Mr Jackson said he has been requested to close the firm's bank accounts with "immediate effect" because he has a conviction for fraud dating back more than 10 years.

Mr Jackson has been very open about his conviction, and told his new customers in Sark about his problems.

"In a rather personal twist, I am disappointed to notify you all that, due to the change in ownership, [the] Bank have requested that we close our bank accounts with immediate effect. They did not even give me an opportunity to apply.

"Apparently  my history simply makes business banking absolute impossibility. A lack of business banking services would clearly have an impact on our ability to function as a going concern."
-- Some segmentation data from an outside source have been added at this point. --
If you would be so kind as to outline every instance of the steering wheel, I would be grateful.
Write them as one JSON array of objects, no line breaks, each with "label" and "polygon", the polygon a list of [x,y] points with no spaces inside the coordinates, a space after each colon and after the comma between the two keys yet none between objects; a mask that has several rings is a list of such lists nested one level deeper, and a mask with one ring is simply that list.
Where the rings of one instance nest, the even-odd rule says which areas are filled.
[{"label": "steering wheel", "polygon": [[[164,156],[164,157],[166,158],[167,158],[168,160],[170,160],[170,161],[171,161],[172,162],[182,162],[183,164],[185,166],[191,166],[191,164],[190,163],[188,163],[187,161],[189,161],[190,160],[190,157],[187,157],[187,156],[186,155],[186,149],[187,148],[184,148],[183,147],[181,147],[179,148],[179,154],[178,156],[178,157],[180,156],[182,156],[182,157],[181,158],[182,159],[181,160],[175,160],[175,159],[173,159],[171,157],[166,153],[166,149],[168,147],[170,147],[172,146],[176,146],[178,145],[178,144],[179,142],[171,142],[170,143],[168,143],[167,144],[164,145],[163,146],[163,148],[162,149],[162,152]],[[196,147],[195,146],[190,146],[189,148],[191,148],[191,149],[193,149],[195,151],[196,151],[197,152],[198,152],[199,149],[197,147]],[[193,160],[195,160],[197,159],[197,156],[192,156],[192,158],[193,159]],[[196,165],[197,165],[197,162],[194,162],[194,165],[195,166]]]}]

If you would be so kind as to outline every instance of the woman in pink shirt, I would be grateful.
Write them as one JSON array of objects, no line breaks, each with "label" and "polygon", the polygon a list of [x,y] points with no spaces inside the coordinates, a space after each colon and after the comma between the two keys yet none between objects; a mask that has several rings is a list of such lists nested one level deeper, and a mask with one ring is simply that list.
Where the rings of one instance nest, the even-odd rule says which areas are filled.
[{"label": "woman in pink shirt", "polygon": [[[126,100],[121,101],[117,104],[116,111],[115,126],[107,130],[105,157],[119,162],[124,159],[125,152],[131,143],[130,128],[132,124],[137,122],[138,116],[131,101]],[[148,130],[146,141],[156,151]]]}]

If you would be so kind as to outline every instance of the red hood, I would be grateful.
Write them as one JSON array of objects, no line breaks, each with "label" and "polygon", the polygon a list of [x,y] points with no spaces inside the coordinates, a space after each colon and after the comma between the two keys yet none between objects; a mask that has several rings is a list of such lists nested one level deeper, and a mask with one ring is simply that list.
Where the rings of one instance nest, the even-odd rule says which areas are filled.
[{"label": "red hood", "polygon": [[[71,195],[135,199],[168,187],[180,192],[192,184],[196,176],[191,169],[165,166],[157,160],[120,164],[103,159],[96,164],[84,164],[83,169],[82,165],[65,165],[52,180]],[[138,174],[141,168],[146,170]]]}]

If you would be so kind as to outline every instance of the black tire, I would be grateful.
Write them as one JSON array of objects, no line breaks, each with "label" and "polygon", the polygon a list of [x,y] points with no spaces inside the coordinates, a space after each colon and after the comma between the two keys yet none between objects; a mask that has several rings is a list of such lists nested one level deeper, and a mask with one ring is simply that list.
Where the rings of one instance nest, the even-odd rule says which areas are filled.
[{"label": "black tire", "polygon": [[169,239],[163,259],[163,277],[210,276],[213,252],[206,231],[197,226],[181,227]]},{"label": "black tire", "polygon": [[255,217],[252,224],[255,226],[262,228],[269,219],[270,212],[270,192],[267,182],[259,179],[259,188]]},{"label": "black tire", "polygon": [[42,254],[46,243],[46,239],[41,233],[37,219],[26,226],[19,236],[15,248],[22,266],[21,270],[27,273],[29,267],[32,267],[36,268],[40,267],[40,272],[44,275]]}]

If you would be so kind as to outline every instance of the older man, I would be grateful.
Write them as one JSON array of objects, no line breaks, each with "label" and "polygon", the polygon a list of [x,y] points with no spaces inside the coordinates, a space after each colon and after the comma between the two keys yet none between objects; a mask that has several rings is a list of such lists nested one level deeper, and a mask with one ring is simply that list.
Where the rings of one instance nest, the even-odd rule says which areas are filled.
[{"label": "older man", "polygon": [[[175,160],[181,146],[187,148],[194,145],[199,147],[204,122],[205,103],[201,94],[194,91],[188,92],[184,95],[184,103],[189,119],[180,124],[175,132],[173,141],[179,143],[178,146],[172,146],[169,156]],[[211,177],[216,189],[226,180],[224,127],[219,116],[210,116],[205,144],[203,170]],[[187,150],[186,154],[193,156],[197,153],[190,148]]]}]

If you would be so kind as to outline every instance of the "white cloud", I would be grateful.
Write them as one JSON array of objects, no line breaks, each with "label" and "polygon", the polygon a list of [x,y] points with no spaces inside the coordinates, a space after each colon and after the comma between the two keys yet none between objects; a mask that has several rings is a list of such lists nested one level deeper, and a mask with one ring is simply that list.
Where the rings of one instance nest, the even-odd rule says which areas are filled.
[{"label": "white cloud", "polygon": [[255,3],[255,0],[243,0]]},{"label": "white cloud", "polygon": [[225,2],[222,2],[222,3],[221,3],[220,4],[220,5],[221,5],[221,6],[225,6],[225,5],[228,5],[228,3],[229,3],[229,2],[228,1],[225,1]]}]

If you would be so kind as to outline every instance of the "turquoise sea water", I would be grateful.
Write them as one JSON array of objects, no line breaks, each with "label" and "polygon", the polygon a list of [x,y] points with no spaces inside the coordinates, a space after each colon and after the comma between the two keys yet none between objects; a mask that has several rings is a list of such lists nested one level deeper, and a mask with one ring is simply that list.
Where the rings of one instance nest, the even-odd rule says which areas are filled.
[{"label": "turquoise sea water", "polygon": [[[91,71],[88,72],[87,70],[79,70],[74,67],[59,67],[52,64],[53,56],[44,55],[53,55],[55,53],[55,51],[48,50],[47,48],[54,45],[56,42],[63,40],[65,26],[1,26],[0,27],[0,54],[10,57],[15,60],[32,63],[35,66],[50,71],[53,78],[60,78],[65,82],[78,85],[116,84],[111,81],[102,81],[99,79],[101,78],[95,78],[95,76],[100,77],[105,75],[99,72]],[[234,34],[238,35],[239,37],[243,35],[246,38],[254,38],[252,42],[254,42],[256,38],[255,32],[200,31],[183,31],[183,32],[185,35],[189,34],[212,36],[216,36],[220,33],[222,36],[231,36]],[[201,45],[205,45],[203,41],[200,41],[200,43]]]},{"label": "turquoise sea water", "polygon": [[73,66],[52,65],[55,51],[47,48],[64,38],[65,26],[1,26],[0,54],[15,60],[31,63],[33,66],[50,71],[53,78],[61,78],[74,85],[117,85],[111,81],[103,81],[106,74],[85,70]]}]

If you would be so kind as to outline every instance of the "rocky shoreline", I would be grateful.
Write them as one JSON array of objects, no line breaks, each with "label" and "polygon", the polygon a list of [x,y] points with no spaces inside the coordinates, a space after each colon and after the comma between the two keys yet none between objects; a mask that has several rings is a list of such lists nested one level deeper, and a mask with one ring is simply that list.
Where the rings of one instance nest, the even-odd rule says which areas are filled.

Mr Jackson was made aware of the situation last week and said he made immediate steps to rectify the situation

He asked for help from Guernsey's Policy and Resources Committee, and said he "expressed my personal disappointment that 13 years after my offence and with my conviction now being officially classed as spent, that I am still being punished in Guernsey for the recognised failures of my past."

Mr Jackson's queried how a spent conviction can be held against him, more than a decade later.

"How does the Guernsey executive reasonably expect ex-offenders to effectively rehabilitate if practicalities such as business banking arrangements are out of reach of those with prison records? I accept that my failures would reasonably make it harder, or more expensive, but impossible!"

Mr Jackson said he has had political support in both Sark and Guernsey and hopes to resolve the situation soon.

"I have asked the States of Guernsey to seriously consider leveraging its cash deposits...to ensure that the spirit of the Rehabilitation of Offender’s (Bailiwick of Guernsey) Law, 2002 is executed in practice. I understand that Deputy Al Brouard has now reached out to [the] Bank and the Guernsey Law Officers to discuss the topic.

"As a private citizen, and not on behalf of SEL, I would respectfully ask that those of you that support the concepts of prisoner rehabilitation write to your Deputies and [the] Bank asking them to reconsider this socially reprehensible policy.

"Conversations with the Price Commissioner in respect of the PCO and the historic case are ongoing. In fairness to Chief Pleas, responding to Covid-19 is a higher priority at this time and this will, I am sure, be dealt when they have a chance to take a breath.

"I would like to extend my personal thanks to Chief Pleas members and the team around them for facing this challenge as diligently as they have. Decisions that have stumped significant bureaucracies have been made swiftly and I have no doubt, will have saved lives."